On 06/11/2014 10:14 AM, Tim Dunphy wrote:> Hey all,
>
> We have the following set in /etc/profile :
>
> umask 0002
>
> so that it will affect all users. That should create all files as 664 and
> all directories as 775 if I'm not mistaken.
>
> Well I logged into the machine after this was set and just created a file
> as one of the users who complained about permissions settings on files. And
> this is what I saw:
>
> [user1 at qa_host ~]$ ls -l test_qa
> -rw-r--r-- 1 user1 domain^users 0 Jun 11 10:08 test_qa
>
> I even tried logging out and logging in again just to be sure. I still got
> the same result.
>
> So my question is why would the file not have the permissions specified by
> the umask command in /etc/profile ? I really need this to work for the
> users.
>
> Any helps or clues would be great!
>
> Thanks
> Tim
depending on your shell; are you sure you're referencing
/etc/profile at all? e.g. are you using bash or bourne?
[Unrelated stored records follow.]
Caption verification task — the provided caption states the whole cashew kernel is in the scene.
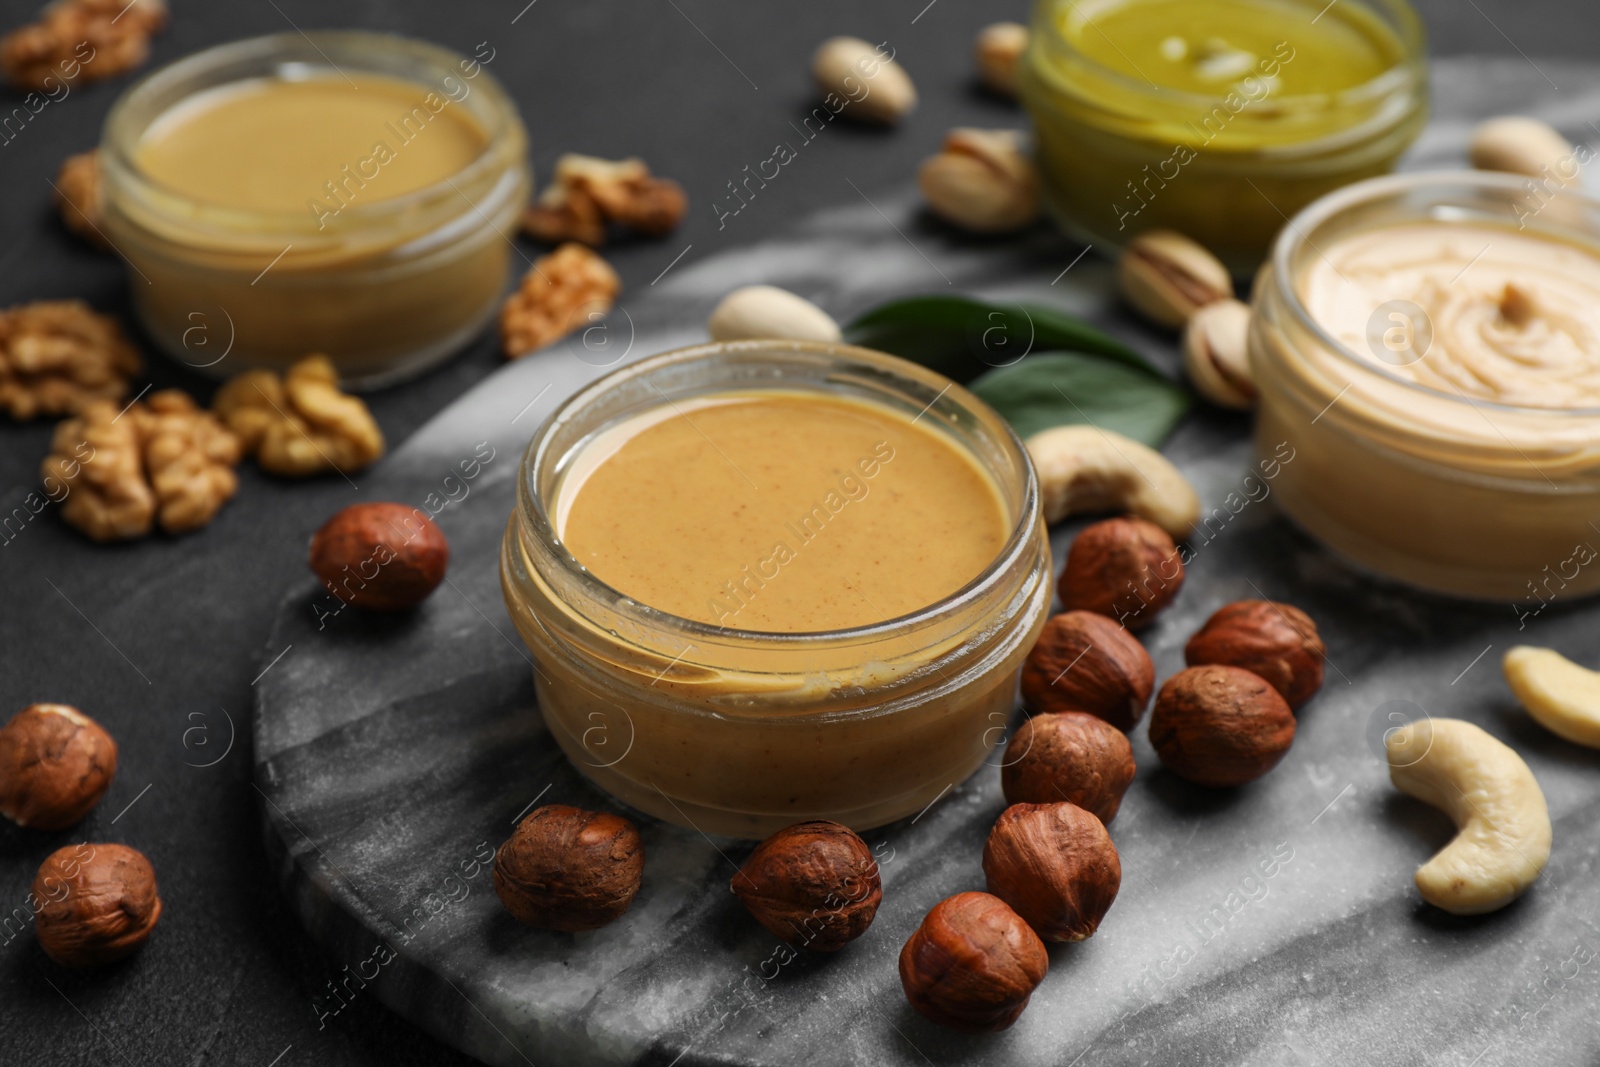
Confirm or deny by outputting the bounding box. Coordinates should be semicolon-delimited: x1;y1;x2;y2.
1504;646;1600;748
1025;425;1199;539
1385;717;1551;915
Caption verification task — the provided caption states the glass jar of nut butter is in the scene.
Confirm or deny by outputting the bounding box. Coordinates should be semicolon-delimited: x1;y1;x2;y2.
1020;0;1428;270
500;342;1054;838
100;32;529;386
1252;172;1600;602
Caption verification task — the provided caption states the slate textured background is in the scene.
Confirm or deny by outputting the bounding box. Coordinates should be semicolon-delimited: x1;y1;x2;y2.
0;1;1591;1065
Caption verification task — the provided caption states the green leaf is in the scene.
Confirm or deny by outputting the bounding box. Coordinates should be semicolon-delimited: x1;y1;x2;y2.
846;295;1155;384
969;352;1192;446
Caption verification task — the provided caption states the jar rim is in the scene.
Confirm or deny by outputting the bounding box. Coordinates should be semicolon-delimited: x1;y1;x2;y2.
1268;169;1600;418
1028;0;1427;117
515;340;1043;646
100;30;524;236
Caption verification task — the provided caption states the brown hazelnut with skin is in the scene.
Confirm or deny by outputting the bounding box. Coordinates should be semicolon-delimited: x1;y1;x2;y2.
1020;610;1155;731
1001;712;1136;823
34;843;161;967
1059;516;1185;630
1185;600;1326;709
731;820;881;951
0;704;117;830
898;891;1048;1032
982;802;1120;942
493;805;644;932
1149;665;1296;787
309;502;450;611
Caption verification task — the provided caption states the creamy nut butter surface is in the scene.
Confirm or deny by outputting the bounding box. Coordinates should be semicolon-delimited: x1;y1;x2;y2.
557;391;1010;633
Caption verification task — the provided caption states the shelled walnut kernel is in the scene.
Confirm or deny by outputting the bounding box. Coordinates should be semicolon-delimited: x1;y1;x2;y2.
136;391;242;534
213;356;384;477
54;149;106;248
1;0;169;91
0;300;139;421
523;154;687;245
42;390;241;540
500;243;621;358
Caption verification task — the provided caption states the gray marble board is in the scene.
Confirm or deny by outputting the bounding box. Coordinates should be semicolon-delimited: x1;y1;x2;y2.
254;59;1600;1067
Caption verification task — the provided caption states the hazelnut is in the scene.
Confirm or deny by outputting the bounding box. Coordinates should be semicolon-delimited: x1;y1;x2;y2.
1185;600;1326;709
1019;610;1154;731
493;805;643;931
1001;712;1136;823
1149;665;1295;787
898;891;1048;1032
34;843;161;967
1059;516;1185;630
309;502;450;611
982;802;1120;942
0;704;117;830
731;820;881;951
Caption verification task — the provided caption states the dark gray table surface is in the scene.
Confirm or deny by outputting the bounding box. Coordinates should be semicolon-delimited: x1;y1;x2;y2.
0;2;1591;1065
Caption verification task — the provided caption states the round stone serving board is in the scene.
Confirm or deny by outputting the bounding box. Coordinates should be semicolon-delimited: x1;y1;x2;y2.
255;59;1600;1067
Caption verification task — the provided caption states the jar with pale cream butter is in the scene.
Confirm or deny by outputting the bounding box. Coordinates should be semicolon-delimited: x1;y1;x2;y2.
1251;172;1600;601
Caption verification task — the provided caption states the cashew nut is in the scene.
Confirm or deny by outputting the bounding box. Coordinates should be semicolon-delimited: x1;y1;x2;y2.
1504;646;1600;748
1025;425;1199;539
1385;717;1551;915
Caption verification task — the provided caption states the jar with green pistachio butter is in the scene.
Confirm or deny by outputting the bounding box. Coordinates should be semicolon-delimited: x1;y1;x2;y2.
1019;0;1428;270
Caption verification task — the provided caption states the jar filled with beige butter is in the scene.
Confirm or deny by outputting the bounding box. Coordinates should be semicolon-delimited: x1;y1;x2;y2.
500;342;1054;839
1252;172;1600;603
100;32;529;386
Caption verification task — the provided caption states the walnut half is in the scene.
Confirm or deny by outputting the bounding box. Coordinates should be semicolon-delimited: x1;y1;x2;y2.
136;391;242;534
213;355;385;478
0;300;140;421
54;150;107;248
40;389;241;541
499;243;621;359
41;398;153;541
522;154;686;246
0;0;169;91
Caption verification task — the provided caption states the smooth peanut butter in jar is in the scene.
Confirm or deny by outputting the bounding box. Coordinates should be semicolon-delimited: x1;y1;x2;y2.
135;76;490;217
100;33;529;386
1251;173;1600;602
501;343;1053;838
558;391;1009;632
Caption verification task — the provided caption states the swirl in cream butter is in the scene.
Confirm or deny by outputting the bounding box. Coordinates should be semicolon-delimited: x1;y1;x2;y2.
1300;222;1600;408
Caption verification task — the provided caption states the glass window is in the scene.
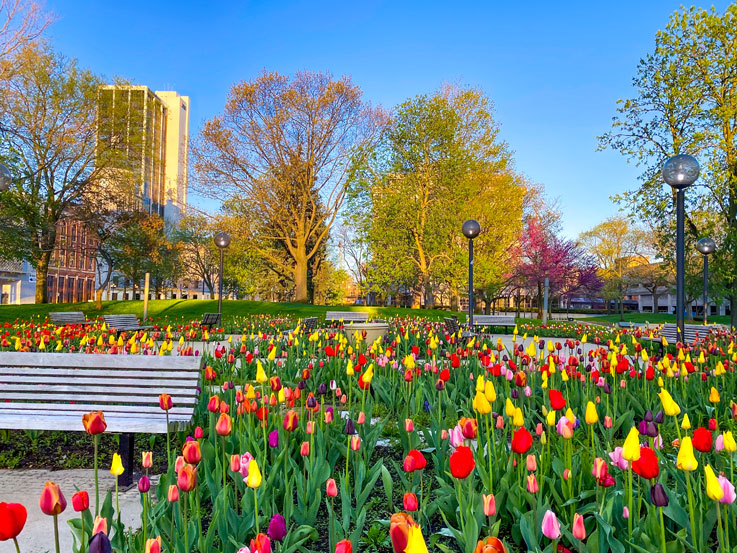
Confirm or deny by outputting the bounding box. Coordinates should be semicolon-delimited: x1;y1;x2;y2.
68;252;75;269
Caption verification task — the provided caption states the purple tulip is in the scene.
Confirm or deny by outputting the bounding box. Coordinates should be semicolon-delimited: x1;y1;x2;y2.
268;513;287;541
268;429;279;448
138;476;150;493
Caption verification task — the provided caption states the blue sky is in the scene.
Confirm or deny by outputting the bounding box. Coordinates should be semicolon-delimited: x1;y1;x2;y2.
47;0;732;238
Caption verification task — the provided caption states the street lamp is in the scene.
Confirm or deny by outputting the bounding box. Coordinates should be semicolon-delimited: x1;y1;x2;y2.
695;237;716;325
462;219;481;328
0;163;11;192
213;231;231;315
662;154;700;339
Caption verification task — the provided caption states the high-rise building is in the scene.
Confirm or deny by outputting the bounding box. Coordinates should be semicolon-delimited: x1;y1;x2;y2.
96;85;189;222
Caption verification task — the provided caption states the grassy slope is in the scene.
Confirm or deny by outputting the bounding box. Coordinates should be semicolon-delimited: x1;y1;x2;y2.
582;312;731;326
0;299;463;324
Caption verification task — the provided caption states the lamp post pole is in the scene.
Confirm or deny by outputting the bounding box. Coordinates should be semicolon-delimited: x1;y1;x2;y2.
695;237;716;325
213;232;231;315
462;220;481;329
662;154;699;340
the prompt looks pretty bash like, but assumptions and all.
are you sure there's not another umask entry either
in the user's homedir .file or in something like /etc/bashrc...
I have a fairly recent install of centos 6.5 and get:
[root at critter etc]# grep -i "umask" *
bashrc: # By default, we want umask to get set. This sets it for
non-login shell.
bashrc: umask 002
bashrc: umask 022
bashrc: umask 077
csh.cshrc: umask 002
csh.cshrc: umask 022
login.defs:UMASK 077
php.ini:; does not overwrite the process's umask.
profile:# By default, we want umask to get set. This sets it for login shell
profile: umask 002
profile: umask 022
and the php.ini warning is useful to keep in mind; you
can't add back perms with umask, it can only take
away. so if you start off with reference to /etc/profile
that does umask 022, which then calls /etc/system-settings.profile
that calls umask 077, then get to the users .bashrc
file and try to do umask 002, you'll still be removing all
perms for group and other, the last call won't change anything.